祁返见他回过神来,指尖抚上他的后背,带落一连串的水珠。
“怎么了小郁?累了?”
盛枝郁一手撑在浴缸的边缘,自上而下近距离地看着这双眼睛。
“你……真的好危险。”
祁返表示无辜:“我都在配合,哪里危险了?”
“装。”
“不是装。”祁返轻轻偏头,抬手落到盛枝郁的脸上,用掌心轻轻捧着,“宝贝儿,你不适合玩这个,你下手不够狠。”
两个人之间,一时只有静默。
随后,又一阵水流声从浴缸里涌出,落地。
祁返感受到压在自己腰腹上的重量,眼尾微眯,终于露出一丝意外。
重新抬头,盛枝郁微微仰头,纯色的眸因为鸦羽般的眼睫轻敛,露出一丝冰冷的神色。
“原来是这样,”他说,“因为我太喜欢你了,所以在无意识地顾忌是么?”
太喜欢你了……
再简单不过的五个字,却像是一针猛药。
让祁返倏地紧绷,也让盛枝郁打开了开关。
他低低地轻笑:“好像……确实是我太幼稚了。
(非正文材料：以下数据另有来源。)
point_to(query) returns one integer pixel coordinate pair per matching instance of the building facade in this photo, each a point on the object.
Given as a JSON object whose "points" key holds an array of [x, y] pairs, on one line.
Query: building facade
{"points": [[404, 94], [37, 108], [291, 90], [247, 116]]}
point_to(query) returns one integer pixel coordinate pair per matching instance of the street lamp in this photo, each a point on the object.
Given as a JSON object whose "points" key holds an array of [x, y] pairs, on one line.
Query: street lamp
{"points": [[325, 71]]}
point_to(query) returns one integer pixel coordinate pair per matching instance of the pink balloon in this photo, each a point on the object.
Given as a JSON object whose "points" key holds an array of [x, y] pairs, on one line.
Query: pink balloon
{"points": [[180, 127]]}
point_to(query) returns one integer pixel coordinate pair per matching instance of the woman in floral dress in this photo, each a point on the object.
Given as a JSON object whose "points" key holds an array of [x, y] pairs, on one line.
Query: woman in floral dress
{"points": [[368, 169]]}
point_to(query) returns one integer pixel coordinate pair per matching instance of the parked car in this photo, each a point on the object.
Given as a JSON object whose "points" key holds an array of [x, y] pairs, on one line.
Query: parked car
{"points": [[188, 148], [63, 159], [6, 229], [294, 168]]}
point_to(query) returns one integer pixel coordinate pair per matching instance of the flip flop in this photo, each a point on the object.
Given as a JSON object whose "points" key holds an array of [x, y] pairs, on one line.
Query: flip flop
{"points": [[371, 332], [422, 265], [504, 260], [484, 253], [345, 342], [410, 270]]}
”
一直撑在浴缸边的手转而落入浑浊的水里,撑着祁返的胸口,覆盖他的心跳。
祁返的脸色一点点变得凝重。
“所以,”盛枝郁说,“现在呢?”
祁返没说话,可是喉结却清晰地滑动了一下。
盛枝郁能感受到他神经的紧绷,是和之前那种因为亲密触碰而升温的感觉不同,而是某种……蓄势待发。
片刻后,祁返的手取代他从水里出来,落在浴缸边缘。
青筋都起来了。
盛枝郁低头,莫名的成就感从胸口烧起。
隐忍,压抑,求而不得的祁返。
美味。
他低头,轻轻抵住了祁返的眉心,逼迫他和自己对视。
然后,勾唇重复了那句话:“……现在还不行哦。”
但这时候的男人不再温顺,一手抱住他的腰,愤恨地咬在他的肩侧。
痛觉从神经末梢开始蔓延,盛枝郁眉头微蹙,第一个念头是放过他,可是行为却截然相反。
他像报复一只不听话的小宠物一样,一点也不手软。
祁返松开了他,修长漂亮的脖颈线条微微后仰,片刻后,重新看向他。
挣扎,恼怒和最后的,也是最浓郁的渴求。
“……我输了。”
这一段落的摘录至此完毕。